It also pays to avoid being limited by existing products. Instead, be defined by ideas.
"IBM’s core idea is to create and provide innovative solutions [for] our clients that they can’t get from anyone else," Stevens says. "This has meant making some hard decisions from time to time, like selling our personal computer business in 2004. That might have seemed crazy at the time but the reality was that PCs were becoming commoditised and we are not a commodity player. We are a high-margin innovator."
IBM rates itself as a future-focused company with its sights set on three key technology trends that it believes will shape business and society during the next 15 years: nanotechnology, which will pack huge computing power into tiny devices; exascale, which will make larger computer systems at least 1000 times more powerful than at present; and systems that can learn for themselves.
But the most important lesson from the IBM story is that even if you change your entire business every decade or more, something must remain the same "That something is your core beliefs. It’s what makes you you. Or, in our case, it’s what makes IBM us," Stevens says.
Core values are also at the forefront at Westpac, which has recently introduced a new one - courage - based on the need to be more innovative and open to change. "It is saying to our 40,000 people that we want them to be courageous in how they approach their job and be able to take perceived risk in terms of change," says George Frazis, CEO of St George Banking Group, a subsidiary of Westpac.
Frazis agrees with Stevens that clarity on the true purpose of the organisation is a critical element.
"What happens with organisations is that the core purpose gets muddled up and gets quite complex.

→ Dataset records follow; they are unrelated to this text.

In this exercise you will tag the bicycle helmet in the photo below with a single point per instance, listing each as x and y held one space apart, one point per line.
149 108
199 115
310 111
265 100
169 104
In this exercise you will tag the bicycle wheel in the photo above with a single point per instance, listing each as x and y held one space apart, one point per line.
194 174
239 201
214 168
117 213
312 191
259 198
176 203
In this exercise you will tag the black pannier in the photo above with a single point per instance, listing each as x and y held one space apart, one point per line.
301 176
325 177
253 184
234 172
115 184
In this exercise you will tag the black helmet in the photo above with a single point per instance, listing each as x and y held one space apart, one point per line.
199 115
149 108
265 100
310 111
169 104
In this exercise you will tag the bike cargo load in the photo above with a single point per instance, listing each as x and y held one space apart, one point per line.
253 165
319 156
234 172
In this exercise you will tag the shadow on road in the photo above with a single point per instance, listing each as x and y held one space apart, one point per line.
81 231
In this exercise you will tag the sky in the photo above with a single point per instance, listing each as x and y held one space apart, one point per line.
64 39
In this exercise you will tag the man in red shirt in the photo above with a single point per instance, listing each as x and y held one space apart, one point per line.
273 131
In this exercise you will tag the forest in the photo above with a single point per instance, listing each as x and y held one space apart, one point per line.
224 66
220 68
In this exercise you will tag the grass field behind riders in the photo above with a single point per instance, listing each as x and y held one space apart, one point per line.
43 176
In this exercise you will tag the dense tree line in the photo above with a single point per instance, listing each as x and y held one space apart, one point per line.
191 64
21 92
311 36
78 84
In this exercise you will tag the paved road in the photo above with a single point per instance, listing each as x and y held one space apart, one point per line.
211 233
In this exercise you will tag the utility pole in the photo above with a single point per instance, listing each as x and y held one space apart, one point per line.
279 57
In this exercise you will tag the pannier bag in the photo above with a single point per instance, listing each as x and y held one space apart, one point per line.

Complexity is a big stifler of innovation," he says. "[At] St George, we got back to the core of what we were about. To a certain extent, we lost our way [during the past] two years because we tried to be a big bank and tried to be what we were really not about. [But] if you think about St George’s heritage, it is very simple: we help people save to get into their homes, then secure their future. As simple as that. Providing that core purpose, that noble purpose, means people can innovate and provide clarity."
Solutions and Diverse Input
Like Vorster, Frazis acknowledges the importance of a culture open to change, everywhere. For him, service improvement is critical. And time - how to speed up decisions - is a key measure.
"The critical thing when you are looking at time is that you only get innovative solutions if you have stepped changes in that time," Frazis says. "So if a home loan takes two weeks to approve, which is roughly what it used to, reducing that to one week provides absolutely no benefit. The customer hardly notices it and, effectively, processes don’t really change. To reduce it to an hour, that requires innovation. That requires real change."
Frazis believes that from an organisational perspective, there is logic behind being a quick follower. But a number of firsts are also needed. He reels off how St George was the first to introduce internet banking in Australia, and the second worldwide, in 1995; how St George was the first to introduce [the use of] SMS texts in 2010; and the first to enable customers to open an account via their mobile phones.
"Having those firsts actually does create a culture of innovation but you [also] have to be really quick at following," he says.
Diversity is another essential ingredient and the youth sector plays an important role in St George's understanding of digital and mobile trends. Frazis has formed a youth network led by the company’s top 10 under-30-year-olds who attend core leadership meetings.
"Effectively, it is a signal to the organisation that we are prepared to listen to an under-30-year-old as much as our senior leaders in terms of strategy and direction of the organisation. At the end of the day, innovation actually attracts the best talent. And it is a much more exciting organisation to work in than one that is static," Frazis says.